This year's laureates in the Economic Sciences "have significantly improved our understanding of the role of banks in the economy, particularly during financial crises," the academy said in a statement. "An important finding in their research is why avoiding bank collapses is vital."
The foundations of modern banking research were laid in the early 1980s by the laureates, whose analyses have been "of great practical importance in regulating financial markets and dealing with financial crises," the statement said.
"The laureates' insights have improved our ability to avoid both serious crises and expensive bailouts," Tore Ellingsen, Chair of the Committee for the Prize in Economic Sciences, said.
“I think many people are surprised how rapidly the nominal interest rates have gone up around the world.
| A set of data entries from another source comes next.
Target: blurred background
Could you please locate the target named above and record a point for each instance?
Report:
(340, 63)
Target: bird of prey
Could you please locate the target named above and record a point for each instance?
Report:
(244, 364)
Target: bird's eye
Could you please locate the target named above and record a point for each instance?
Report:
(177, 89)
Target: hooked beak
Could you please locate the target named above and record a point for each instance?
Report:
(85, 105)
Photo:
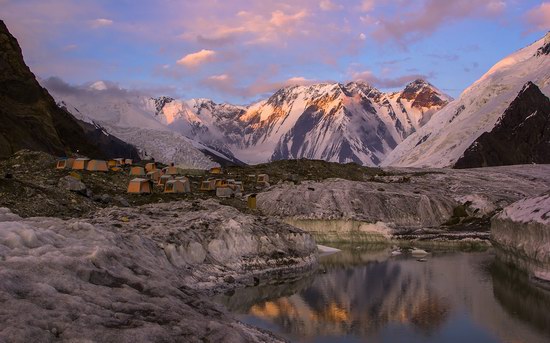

That can be something that sets off some fears in the system,” said Douglas Diamond, one of the three Nobel economics laureates.https://t.co/OwxnsuKkre
In a telephone interview onsite, Diamond said the news "did come as a surprise." Talking about the current situation, he said "we are certainly much better prepared today, compared with the 2008 financial crisis."
He said that financial crises become worse when people lose faith in the financial system, and that banks should be prepared to make the financial sector stable.
Bernanke is Distinguished Senior Fellow of economic studies at the Brookings Institution. Diamond is Merton H. Miller Distinguished Service Professor of Finance at University of Chicago Booth School of Business. Dybvig is Boatmen's Bancshares Professor of Banking and Finance at Washington University in St. Louis, Olin Business School.